相手の印象に残るとすれば、黒い肌ぐらいか。アフリカ系アメリカ人の典型的な特徴……いわゆる黒人に分類される。昨今では差別的な印象を避けるため、アフリカ系アメリカ人を一般化しようという流れができているが、根本的な解決にはならない。黒人=奴隷というイメージは今でも色濃く残り、表現方法を変えようとも、迫害や差別に繋がる悪い慣習を完全に断ち切ることはできていない。
悪魔になった今、白教のように関係ないと割り切ることもできるわけだが、レオナルド・アンダーソンという個は生きている。パーソナルな部分は何から何まで変わらず、私を突き動かす行動原理は今も昔も同じだった。
「人道支援協議会振りですね、大病院長。お変わりありませんか?」
「形だけの挨拶は結構。それより仕事を全うされてはどうだ? 第一級悪魔」
互いに肩書きを呼び合い、身に纏うのは黒のセンス。
奇しくも同じ色で、同程度の顕在センス量を放っている。
色味は一部を除いて、深い意味はないものの、傾向は分かる。
――黒は呪術適性が高い。
負の感情との相性が良いと言った方がいいか。
系統不問で最もセンスに爆発力がある色と言える。
欠点として感情の波でムラが出るが、それもまた味だ。
その時々でパフォーマンスが変わる『情景』を感じられる。
ストーリー性の有無と強弱によって、センスは大きく増減する。
センスの色と量が同じだと仮定するのなら、勝敗を分けるのは……。
「では、お言葉に甘えて」
黒のセンスを脚力に変え、私は室内を跳び回った。
的を絞らせず、主人を気にかけながら、移動を繰り返した。
「…………」
大病院長は静観を貫き、出方を伺っている。
両の拳を握り込み、こちらの初撃を待ち構えていた。
(後ろから……失礼――)
移動に見切りをつけ、私は後方から懐に踏み込む。
奇策やフェイントを交えることなく、右拳を振るった。
「「――――」」
結果は相殺。
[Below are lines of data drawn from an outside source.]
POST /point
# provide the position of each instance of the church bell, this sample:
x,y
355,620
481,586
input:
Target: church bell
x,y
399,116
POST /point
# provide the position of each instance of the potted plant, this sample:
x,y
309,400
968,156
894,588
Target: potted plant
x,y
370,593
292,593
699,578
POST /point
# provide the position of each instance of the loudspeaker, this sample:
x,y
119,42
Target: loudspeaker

同色同威力の拳によって相打ちの状態。
それで終わるわけがなく、次々と繰り出されるのは体術。
正拳、足刀、指突、肘鉄、膝蹴、掌底、踵落とし、回転蹴り。
打撃を中心とした基礎的動きで攻め立てるも、決定打にならない。
それ自体は想定通りで、問題はどうやって起点を作ることが出来るか。
鬼気迫る攻防の果て、糸を縫うようにセンスを絶ち、私は右拳を振るった。
「――――――刹光」
敵の拳と正面から衝突したと同時に点火。
火花のようなエフェクトが生じ、センスは増強。
リスクを負ったおかげで攻防力はやや上回り、そして。
「…………ッッッ」
体勢が崩れる。ほんのわずかに隙が生じる。
殴り飛ばし、壁に叩きつけて勝利とはいかない。
元々、刹光は不得意だ。ほんの些細な味変と言える。
本命は――。
「不義礼装」
私は人差し指を向け、対象を指定し、意思能力を発動。
世間の慣習や常識にそぐわないものであれば、罰則が生じる。
指定したのは、焼け焦げた赤のマント。ドレスコードには満たない。
『『――――』』
私の意思に応じ、現れたのは二名の屈強な黒スーツの同胞。
左右からガシリと大病院長の両腕を拘束し、身動きを封じている。
「止めたところでどうする」
「私はあくまで脇役。主役は――」
彼の問いかけに対し、入れ替わるように私は後退。
代わりに現れたのは、意思充填済みの両手杖を向ける主人。
「僕だ!! こいつで決めてやる!!!」
魔術師にあるまじき、至近距離……いや、零距離まで敵と接近。
両手杖の杖先を大病院長の腹部に当て、勢い余るままに言い放った。
「――――天網恢恢!!!!」
密着状態で放たれるのは、青の超特大球弾。
短文詠唱を用い、威力を向上させ、閃光が迸る。
「……………ッッッッッ!!!!」
直撃を受けた大病院長は顔を歪め、背中から石造りの壁に激突。
次々と壁を突き破り、生死は不明のまま舞台移動を余儀なくされた。
それを見届けるまでもなく、主人に近付き、契約の満了をお知らせする。
「私の役目はこれまで。視力0.1から0.01に下方修正し、失った分を貰い受けます。コンタクト及び眼鏡の新調をおすすめしますよ」
「ご苦労様。その程度で済むなら安いもんだよ」
ぱちくりと目を瞬きし、アルカナは契約内容に同意。
役目を終えた私の足元には禍々しい門が現れ、開かれる。
「では、また……」
ここから先は彼の両目を通してしか、見ることはできなかった。